Sunday, December 2, 2018

Maniac Cop 2 (1990)

Formerly half-undead serial killer cop Matt Cordell (Robert Z’Dar) is back from his watery grave, now even more dead, and still so angry about being framed for crimes he didn’t commit by THEM and then being murdered in prison, he is still murdering basically everyone he meets. In fact, he seems to put little effort at all into seeking out the political higher ups responsible for his fate and only in the very end of the film gets around to kill off their pawns. As an undead seeker of vengeance, Cordell’s not terribly impressive. He’s great at killing random people, though.

Because he has so much time off, Cordell uses the film’s first act to kill off the heroes of the first Maniac Cop (bye, Bruce Campbell, so long, Laurene Landon!), leaving the audience to the tender mercies of whiny, self-righteous, hard-ass cop Sean McKinney (Robert Davi) and police psychologist Susan Riley (Claudia Christian) as our new protagonists. After the usual dance of scepticism and mutual dislike, these two team up to get Cordell off the street and clear his name. Because that’s important after the dozens of innocents the zombie cop has slaughtered.

Cordell doesn’t want to be left out of the partnering up business this time around, so he shacks up with serial killer of Times Square strippers Turkell (Leo Rossi, wearing some sort of hilarious alien hair mop creature on and over his head, looking for all the world like one of the Fabulous Furry Freak Brothers).

As sarcastic as I may sound above, I really had a hell of an entertaining time watching the second of the three Maniac Cop movies from the dynamic duo of that great New York writer/director/producer Larry Cohen (only writing and producing here), and that loveable, semi-great sleazebag William Lustig. The plot makes little sense – though you can see the vague shapes of the sense it is probably supposed to make – but every scene here is basically written to provide either some intensely goofy shit (the scenes of Turkell and Cordell showing each other their knives, and Landon’s short chainsaw fight against Cordell stand as obvious examples), provide Lustig with opportunity to wallow in by 1990 old-school New York sleaze, or win the audience’s hearts with insane stunts and absurd violence.

As such, the film is a raving success. The goofy shit is indeed goofy as heck, New York has seldom looked more like some sort of crazy nightmare built out of trash and human desperation, and the action scenes are insane and gritty in idea and execution. Because Cohen and Lustig know and love actors, the film also contains a ream of fun performances. Even the in theory utterly unlikeable McKinney becomes great entertainment in the hands of Davi who is after all one of the guys who wrote the book on playing these types of characters in low budget films, and Christian pretty much wins my heart by playing her character absolutely straight even though she’s moving through a world made out of absurd nonsense.

Adding even more value to the whole proposition is Cohen’s patented dialogue that sounds sharp and fun (and often funny) in a way which tempts one to talk of realism; in truth nobody does talk like a character written by Larry Cohen, of course.

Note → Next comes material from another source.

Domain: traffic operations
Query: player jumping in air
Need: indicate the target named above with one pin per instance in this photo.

It’s rather that one feels this version of New York should be populated by people talking this way, so there’s a feeling of veracity to the dialogue. Which beats boring realism any day.

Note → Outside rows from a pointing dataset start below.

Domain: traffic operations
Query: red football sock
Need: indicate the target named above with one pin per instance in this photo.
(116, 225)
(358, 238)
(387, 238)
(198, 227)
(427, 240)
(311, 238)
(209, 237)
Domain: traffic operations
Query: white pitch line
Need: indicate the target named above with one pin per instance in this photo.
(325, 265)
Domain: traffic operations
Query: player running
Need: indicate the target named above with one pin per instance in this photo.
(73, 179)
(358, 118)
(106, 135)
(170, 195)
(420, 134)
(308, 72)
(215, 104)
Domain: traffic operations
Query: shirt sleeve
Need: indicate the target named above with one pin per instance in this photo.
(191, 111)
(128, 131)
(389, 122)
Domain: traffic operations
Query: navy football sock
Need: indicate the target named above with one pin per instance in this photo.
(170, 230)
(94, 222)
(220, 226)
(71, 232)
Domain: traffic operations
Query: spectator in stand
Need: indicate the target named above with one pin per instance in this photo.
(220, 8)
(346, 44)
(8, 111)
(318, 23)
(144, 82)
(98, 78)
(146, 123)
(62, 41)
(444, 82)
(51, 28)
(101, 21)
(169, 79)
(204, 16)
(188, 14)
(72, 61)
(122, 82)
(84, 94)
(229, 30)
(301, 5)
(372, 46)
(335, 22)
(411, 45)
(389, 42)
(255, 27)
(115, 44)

Indeed, all of this adds up so well I hands-down prefer Maniac Cop 2 to the first one by a mile or two, and that even though it uses one of my least favourite horror movie tropes by killing the first film’s heroes off in the first act. But then, Davi/Christian are much more entertaining than the original pair (sorry, Mr Campbell), and the rest of the film clearly sets out to outdo the first one in everything, from grime to explosions, and succeeds wonderfully.